While I was suspended I went to Boston to play in a golf tournament. Meanwhile, the rest of the guys just happened to be playing an exhibition game in Boston, and Mike found out about it. My fault for being out golfing instead of being back at camp. I got told that I should get back to St. Louis and be ready to play. I got back and we had a conversation. “I won’t say anything bad about you, if you don’t say anything bad about me.” It was little late: I’d already been getting roasted in the paper for a week. There wasn’t much more bad that could be said about me.
Mike says, “Here’s how it’s going to work. Play, and I’ll tell you when to stop.” I’m like, “Okay.” At Christmas it was, “You tired
?” I’m like, “Nope.” “Good. Just play.” I’m like, “Okay.” February: “Are you tired?” “Nope.” “Fine. Just play.”
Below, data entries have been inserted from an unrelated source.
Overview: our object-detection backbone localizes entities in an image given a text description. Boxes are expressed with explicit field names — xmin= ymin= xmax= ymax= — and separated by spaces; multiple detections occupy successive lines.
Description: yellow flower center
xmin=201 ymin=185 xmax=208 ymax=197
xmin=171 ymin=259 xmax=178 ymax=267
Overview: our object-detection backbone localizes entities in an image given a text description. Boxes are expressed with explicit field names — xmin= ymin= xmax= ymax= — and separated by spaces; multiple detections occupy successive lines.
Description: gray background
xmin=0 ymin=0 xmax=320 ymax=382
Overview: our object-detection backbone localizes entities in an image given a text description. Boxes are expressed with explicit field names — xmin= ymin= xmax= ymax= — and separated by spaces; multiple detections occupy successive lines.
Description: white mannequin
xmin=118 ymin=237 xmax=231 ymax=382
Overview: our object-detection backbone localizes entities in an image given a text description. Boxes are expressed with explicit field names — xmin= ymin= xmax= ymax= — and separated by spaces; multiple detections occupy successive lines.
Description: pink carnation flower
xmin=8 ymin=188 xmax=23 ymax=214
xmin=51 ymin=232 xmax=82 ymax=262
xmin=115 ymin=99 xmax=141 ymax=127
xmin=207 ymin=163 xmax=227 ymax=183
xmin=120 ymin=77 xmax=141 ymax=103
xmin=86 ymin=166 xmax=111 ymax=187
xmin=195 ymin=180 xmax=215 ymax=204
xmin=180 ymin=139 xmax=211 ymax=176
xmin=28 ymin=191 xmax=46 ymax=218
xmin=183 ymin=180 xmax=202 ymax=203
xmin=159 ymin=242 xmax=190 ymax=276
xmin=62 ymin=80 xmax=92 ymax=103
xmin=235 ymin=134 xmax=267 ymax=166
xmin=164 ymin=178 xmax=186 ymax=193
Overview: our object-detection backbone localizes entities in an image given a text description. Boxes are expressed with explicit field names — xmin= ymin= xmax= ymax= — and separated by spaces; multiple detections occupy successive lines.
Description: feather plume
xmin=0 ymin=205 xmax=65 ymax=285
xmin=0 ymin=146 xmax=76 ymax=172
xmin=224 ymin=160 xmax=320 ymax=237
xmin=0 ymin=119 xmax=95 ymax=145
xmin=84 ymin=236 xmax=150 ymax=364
Rather than risking Keenan’s ire again, Grant decided he might try to be more vigilant about his physical conditioning. Blues trainer Ray Barile hooked him up with famed St. Louis–based track and field trainer Bobby Kersee, whose wife Jackie Joyner-Kersee was the world record holder in the heptathlon at the time. Kersee, who had a reputation as a taskmaster, took one look at the tires around Grant’s waist and designed a stretching and conditioning program for him. He also issued a fatwa on Grant’s diet of junk food, urging him to eat healthier.
Grant:
I was in the habit of eating munchies late at night in front of the TV. All that had to go. I wasn’t a fanatic about it: we still put cream in my coffee in the morning. I still ate a burger once in awhile. But the rest of the time it was good stuff. I became good friends with Bobby, because he would push, and push, and push—which some days you needed. Some days it just hurt, and it wasn’t very much fun, and it was pretty easy to lose the focus on what you’re trying to do. He made it fun. Or as fun as that kind of stuff can be.